Il s’avère que ces deux métaux arrivent sur le marché sous les formes et configurations les plus diverses. Il est important de garder à l’esprit que le zinc et le cuivre mis sur le marché ne sont pas à l’état pur, c’est-à-dire qu’ils sont des alliages.
La composition de l’alliage comprend d’autres métaux qui le complètent et lui confèrent d’autres types de caractéristiques , en fonction de l’utilisation prévue. Dans le cas du zinc et du cuivre laminés, l’ajout d’aluminium, de titane, de plomb ou de phosphore, à titre d’exemples, permet de les transformer en une grande variété de pièces aux dimensions et configurations différentes.
Après tout le processus d’extraction, de transport, de collecte en usine et de préparation à la coulée, il y a un processus de laminage. Ce dernier procédé transforme le mélange de différents métaux, avec des pourcentages bien définis, en une pâte qui deviendra une feuille d’épaisseur réduite.
Au fil des années, le procédé de laminage a tellement évolué qu’il permet aujourd’hui de produire des milliers de tonnes en peu de temps. On peut dire que c’est une industrie importante dans l’économie mondiale, déplaçant plusieurs secteurs, tels que l’exploitation minière, le transport, le laminage, la mise sur le marché, employant des milliers de personnes partout dans le monde.
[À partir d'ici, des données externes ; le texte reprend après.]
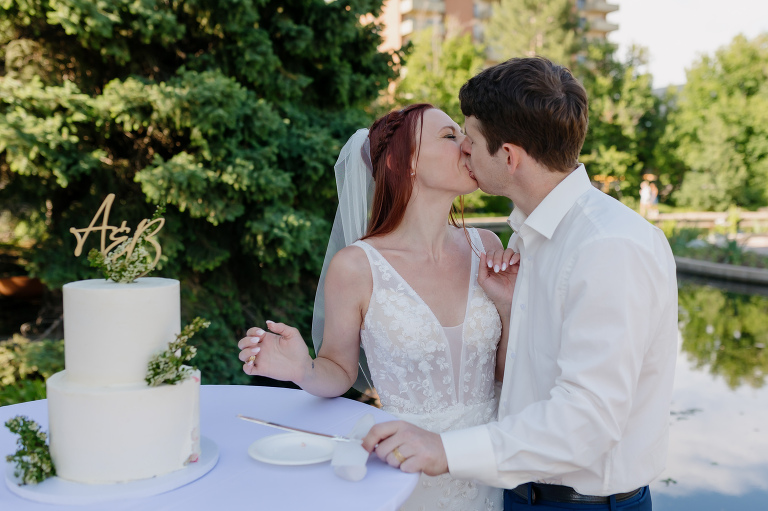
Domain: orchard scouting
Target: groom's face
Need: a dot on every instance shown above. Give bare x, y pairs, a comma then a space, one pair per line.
490, 171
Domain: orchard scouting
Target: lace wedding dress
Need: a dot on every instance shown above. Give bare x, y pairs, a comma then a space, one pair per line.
438, 378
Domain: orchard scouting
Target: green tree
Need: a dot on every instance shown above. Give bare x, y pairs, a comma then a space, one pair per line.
525, 28
626, 120
437, 67
230, 112
720, 127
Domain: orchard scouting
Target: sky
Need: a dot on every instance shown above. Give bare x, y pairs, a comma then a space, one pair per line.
676, 32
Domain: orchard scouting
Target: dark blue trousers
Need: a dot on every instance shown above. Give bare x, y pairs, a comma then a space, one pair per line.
639, 502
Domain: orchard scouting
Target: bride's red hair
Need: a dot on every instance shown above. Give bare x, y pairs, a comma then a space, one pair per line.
394, 153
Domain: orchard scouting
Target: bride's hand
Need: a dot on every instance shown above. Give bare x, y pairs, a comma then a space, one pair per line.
280, 354
497, 276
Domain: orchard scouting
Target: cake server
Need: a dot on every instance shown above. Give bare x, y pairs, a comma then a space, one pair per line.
296, 430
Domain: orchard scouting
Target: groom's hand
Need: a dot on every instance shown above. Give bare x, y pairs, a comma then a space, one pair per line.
408, 447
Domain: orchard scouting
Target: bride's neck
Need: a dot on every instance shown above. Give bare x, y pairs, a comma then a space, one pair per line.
425, 225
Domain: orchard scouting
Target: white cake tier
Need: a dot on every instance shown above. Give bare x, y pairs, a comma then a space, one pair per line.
101, 435
112, 330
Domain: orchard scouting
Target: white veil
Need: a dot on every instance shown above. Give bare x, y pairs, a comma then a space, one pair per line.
354, 185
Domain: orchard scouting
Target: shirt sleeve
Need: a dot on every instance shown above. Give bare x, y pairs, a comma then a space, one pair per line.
610, 295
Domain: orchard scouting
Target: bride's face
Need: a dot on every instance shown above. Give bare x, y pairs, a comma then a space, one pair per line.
441, 163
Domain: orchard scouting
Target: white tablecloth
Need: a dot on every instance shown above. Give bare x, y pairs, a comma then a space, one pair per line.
240, 482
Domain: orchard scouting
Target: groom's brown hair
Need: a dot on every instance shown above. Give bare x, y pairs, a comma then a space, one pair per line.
531, 103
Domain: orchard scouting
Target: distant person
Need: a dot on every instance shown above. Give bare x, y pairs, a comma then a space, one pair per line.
645, 198
653, 211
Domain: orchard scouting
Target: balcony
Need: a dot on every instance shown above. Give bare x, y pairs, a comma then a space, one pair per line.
424, 6
600, 6
600, 25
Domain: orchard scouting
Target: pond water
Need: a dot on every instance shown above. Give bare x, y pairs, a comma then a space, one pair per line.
718, 451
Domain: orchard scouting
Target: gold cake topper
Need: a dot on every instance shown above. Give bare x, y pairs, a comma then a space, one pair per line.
119, 236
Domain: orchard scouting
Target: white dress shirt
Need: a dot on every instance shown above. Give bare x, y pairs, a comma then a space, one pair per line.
591, 356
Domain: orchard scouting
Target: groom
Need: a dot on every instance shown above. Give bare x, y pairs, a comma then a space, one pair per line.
584, 408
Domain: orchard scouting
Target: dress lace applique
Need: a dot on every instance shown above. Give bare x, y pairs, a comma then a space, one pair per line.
434, 377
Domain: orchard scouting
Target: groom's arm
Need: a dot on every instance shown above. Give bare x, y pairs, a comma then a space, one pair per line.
613, 302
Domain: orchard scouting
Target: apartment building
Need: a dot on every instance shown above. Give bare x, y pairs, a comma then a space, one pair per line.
403, 17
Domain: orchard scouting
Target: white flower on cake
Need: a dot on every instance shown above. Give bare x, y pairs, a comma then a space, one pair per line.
33, 458
168, 366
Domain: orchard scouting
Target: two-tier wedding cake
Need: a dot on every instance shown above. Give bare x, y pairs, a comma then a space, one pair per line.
107, 425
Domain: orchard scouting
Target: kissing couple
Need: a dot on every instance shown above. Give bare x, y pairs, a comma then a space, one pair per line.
536, 375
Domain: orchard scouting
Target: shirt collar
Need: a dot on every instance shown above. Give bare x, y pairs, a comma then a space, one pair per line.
548, 214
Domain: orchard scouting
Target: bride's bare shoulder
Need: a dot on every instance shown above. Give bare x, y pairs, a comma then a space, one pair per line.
350, 265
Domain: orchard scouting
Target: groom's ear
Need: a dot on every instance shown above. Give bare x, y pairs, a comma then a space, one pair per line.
513, 156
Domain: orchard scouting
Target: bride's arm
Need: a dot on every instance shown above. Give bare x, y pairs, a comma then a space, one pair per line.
282, 354
348, 287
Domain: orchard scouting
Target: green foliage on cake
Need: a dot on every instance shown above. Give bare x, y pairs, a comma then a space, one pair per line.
33, 459
168, 367
24, 367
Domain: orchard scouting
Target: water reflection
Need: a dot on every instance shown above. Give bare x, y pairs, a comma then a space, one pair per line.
718, 452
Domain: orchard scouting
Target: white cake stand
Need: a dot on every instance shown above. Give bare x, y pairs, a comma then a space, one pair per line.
59, 491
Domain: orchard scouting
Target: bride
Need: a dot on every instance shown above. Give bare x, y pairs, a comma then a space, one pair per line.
407, 287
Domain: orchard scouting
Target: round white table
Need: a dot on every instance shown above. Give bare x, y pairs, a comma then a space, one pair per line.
240, 482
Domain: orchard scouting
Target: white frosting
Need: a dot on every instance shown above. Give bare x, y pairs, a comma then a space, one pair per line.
112, 330
106, 424
101, 435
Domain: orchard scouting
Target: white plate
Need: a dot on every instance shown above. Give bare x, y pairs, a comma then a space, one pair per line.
292, 449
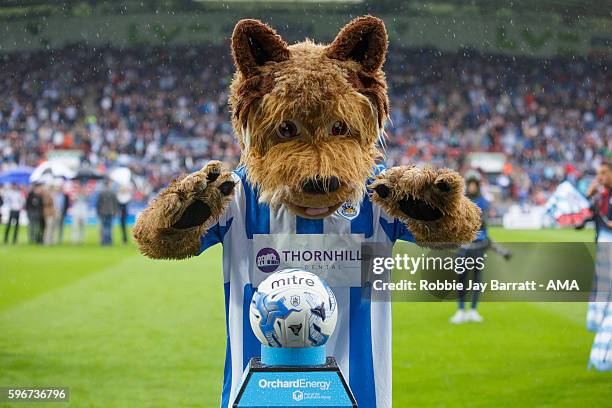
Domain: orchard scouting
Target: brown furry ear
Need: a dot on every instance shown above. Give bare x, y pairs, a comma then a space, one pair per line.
253, 44
363, 40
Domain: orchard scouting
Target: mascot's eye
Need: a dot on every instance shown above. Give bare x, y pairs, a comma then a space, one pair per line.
288, 129
338, 128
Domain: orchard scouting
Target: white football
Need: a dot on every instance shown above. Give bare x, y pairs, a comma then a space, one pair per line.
293, 308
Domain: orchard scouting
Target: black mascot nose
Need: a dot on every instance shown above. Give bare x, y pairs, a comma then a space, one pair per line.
321, 185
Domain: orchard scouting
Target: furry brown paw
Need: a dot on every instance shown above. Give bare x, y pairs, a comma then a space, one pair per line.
173, 223
430, 202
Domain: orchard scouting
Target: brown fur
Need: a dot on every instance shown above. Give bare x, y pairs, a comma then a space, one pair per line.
461, 217
314, 86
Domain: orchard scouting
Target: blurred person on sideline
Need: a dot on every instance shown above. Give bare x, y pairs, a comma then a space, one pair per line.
50, 215
34, 210
15, 202
1, 203
106, 207
124, 196
599, 315
79, 215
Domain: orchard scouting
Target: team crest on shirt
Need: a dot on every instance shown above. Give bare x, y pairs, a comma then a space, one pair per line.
348, 210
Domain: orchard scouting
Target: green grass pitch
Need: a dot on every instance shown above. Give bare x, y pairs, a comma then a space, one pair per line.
123, 331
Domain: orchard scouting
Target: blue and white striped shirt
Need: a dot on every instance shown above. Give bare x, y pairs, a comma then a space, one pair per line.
258, 241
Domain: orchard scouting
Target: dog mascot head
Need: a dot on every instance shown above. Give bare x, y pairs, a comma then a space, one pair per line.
308, 116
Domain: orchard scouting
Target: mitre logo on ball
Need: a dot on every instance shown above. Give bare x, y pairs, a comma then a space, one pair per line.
267, 260
293, 308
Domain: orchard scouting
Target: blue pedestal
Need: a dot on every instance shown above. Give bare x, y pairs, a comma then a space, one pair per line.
285, 377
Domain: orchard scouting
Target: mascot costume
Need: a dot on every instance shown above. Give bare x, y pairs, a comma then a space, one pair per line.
309, 190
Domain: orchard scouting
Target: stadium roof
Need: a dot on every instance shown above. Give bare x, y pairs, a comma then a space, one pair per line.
568, 9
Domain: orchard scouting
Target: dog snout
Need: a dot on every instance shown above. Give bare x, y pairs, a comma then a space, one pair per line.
321, 185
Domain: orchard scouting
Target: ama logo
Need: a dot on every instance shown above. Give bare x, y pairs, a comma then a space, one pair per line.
267, 260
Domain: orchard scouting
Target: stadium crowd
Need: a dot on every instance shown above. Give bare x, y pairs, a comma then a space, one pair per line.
163, 111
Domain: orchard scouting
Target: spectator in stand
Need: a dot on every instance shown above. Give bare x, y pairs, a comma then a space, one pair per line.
1, 204
79, 215
124, 196
50, 215
106, 207
34, 210
163, 111
15, 201
62, 203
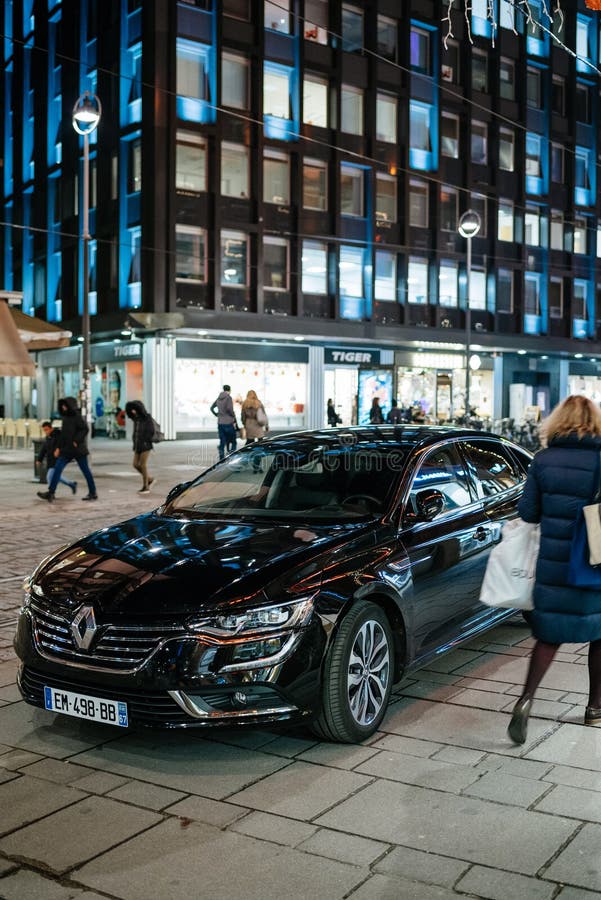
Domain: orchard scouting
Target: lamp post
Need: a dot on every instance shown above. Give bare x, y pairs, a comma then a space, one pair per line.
469, 226
85, 118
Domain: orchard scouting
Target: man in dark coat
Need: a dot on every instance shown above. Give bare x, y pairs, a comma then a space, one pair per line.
51, 443
562, 478
72, 445
142, 440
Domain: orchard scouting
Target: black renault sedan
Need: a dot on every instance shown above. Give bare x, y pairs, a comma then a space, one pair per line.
297, 579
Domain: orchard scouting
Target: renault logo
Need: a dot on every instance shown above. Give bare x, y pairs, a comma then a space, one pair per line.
83, 627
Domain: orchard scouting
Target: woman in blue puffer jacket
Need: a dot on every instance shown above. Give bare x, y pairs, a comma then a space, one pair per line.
563, 478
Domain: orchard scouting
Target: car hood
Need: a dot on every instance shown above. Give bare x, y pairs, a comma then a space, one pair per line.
158, 566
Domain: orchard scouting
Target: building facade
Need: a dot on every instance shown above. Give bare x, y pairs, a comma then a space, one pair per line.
275, 195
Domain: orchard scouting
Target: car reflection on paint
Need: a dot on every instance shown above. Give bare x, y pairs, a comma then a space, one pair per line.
296, 580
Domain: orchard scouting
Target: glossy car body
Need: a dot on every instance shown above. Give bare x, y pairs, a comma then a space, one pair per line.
237, 599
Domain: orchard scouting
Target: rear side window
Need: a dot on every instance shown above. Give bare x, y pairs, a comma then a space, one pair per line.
442, 470
492, 467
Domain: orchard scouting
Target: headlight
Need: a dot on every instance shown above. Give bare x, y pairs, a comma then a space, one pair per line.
260, 620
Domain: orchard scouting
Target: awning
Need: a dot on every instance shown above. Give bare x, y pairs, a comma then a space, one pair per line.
37, 334
14, 358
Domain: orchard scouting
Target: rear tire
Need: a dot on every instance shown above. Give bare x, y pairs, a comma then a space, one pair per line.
357, 677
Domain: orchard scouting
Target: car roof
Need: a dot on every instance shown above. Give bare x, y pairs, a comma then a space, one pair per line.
407, 436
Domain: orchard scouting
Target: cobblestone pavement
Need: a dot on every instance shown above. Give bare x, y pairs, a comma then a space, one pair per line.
438, 804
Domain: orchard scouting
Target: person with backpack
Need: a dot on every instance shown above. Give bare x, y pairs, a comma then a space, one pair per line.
143, 437
72, 445
254, 418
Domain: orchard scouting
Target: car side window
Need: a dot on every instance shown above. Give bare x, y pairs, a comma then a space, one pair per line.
492, 467
442, 470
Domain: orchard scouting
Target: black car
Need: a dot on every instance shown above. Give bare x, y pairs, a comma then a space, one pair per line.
299, 578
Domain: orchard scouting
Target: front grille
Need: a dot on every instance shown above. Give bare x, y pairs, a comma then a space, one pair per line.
115, 647
144, 707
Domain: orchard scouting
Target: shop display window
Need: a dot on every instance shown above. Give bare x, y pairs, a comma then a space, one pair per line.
281, 386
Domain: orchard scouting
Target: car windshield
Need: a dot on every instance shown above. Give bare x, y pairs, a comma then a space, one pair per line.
310, 482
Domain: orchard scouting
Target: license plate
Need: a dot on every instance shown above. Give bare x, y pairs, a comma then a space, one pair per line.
94, 709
L’émergence ces dernières années, du fait des préoccupations environnementales croissantes, d’un marché pour le recyclage et la réutilisation de ces deux métaux est notable.
Selon Borges, le procédé de laminage est similaire pour le zinc et le cuivre. Ce procédé consiste à transformer une barre, un lingot, une plaque ou un fil en une feuille ouvrable d’épaisseur réduite.
Le métal, ainsi que d’autres métaux qui seront évoqués plus loin, après avoir été fondu dans des fours appropriés et à la température appropriée, se transforme en pâte. Cette pâte est moulée et refroidie en un rouleau de matière d’environ 1,10 m de large et 14 mm d’épaisseur. Cette bande est amenée à traverser un ensemble de cylindres, qui tournent entre eux, qui réduisent son épaisseur par pression, jusqu’à atteindre la dimension désirée, normalement entre 0,5 mm et 1,0 mm.
L’étape suivante est la découpe pour enroulement sur bobines pesant environ 1000,00 kg, dans les largeurs et épaisseurs dans les mesures commerciales standard qui sont vendues, ou la découpe en feuilles de 2,00 mx 1,00 m.